We’ve been testing/piloting Openfire and Spark in our corporate environment for possible company wide implementation. So far so good, but our current setup is a simple one using the embedded database and authentication against our AD environment. For a production implementation we really would like to have some redundancy on the server side. I’ve searched through the threads here and found good information, but I’m still a bit confused about what our options are.
From what I read here it seems clustering is not a viable option unless there is some change in licensing (someone please correct me if I am wrong on that). I would be happy to have an active/passive server situation behind hardware load balancers that we already use on our network, but the two posts I note below make it unclear whether or not we could accomplish that.
I was hopeful when I read this text in this thread:
*"To have fail over I would recommend having 2 Openfire servers where one is active and the other *
*one is just sitting there. You may put a load balancer in front or something that will detect when *
*a server goes down and then redirect the traffic to the other server.
Note that in XMPP the connections are long lived. That means that if an XMPP server goes down then *
*clients will need to reconnect. This means that when a server goes down clients will notice it. *
*Smart clients may reconnect and hide that fact to users but still there is a reconnection since *
the TCP connection went down."
We would accept a situation where if the primary server failed all connections would drop and users would have to re-connect and authenticate (presumably to the secondary server that the load balancers would now direct the clients to). My assumption was that we could use a remote database for each server (MSSQL in our case as we have a HA MSSQL “farm” used for many other applications) and replicate data between the databases.
But then I read this:
*"Every Openfire server still needs it’s local database which stores the server name *
(east.example.com and west.example.com) and all other things like MUC information."

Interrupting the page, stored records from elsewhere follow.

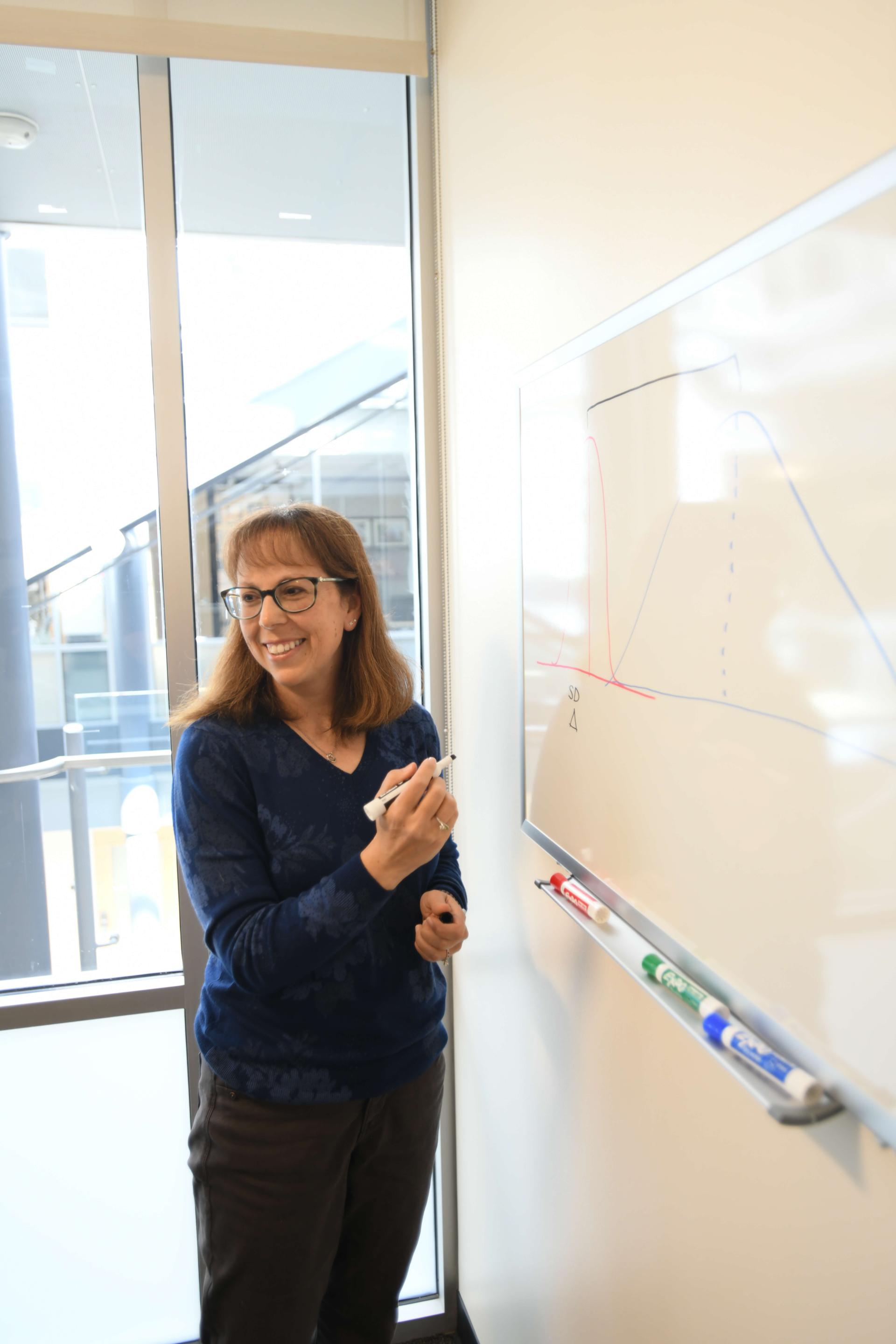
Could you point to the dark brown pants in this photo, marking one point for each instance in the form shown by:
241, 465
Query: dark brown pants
309, 1215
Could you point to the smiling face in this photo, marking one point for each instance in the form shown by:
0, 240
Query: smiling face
303, 651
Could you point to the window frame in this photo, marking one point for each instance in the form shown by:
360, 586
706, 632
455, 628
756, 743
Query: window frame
160, 992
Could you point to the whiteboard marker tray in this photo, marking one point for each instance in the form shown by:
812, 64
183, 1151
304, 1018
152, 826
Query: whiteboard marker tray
628, 949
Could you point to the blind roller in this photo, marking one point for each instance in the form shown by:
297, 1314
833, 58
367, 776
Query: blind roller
340, 34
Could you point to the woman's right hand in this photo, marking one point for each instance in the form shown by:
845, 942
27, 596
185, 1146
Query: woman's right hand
407, 835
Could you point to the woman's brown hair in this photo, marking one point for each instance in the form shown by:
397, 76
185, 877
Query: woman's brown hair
375, 683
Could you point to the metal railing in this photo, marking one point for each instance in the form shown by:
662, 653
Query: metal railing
76, 765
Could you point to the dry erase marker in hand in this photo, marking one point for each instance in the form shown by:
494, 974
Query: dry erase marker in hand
765, 1061
377, 807
672, 979
581, 898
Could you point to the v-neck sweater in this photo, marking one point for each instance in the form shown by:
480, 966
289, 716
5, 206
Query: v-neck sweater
314, 990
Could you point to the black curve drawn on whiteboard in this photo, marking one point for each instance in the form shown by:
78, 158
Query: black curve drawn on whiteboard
730, 705
680, 373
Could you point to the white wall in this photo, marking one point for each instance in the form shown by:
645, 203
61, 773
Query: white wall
614, 1184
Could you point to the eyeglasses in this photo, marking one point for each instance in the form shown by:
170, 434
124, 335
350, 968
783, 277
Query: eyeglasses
289, 595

Assuming a failover situation described above with sync’d remote databases, I am unclear whether or not the information available to users on the primary server will be available to users once they connect to the secondary server. It appears that some information will be in the remote SQL database but some information will still be contained locally on the server (??)
Can someone help me get a clear understanding of this? I would love to hear from a corporate type who has done something like this especially with layer seven type load balance/failover devices.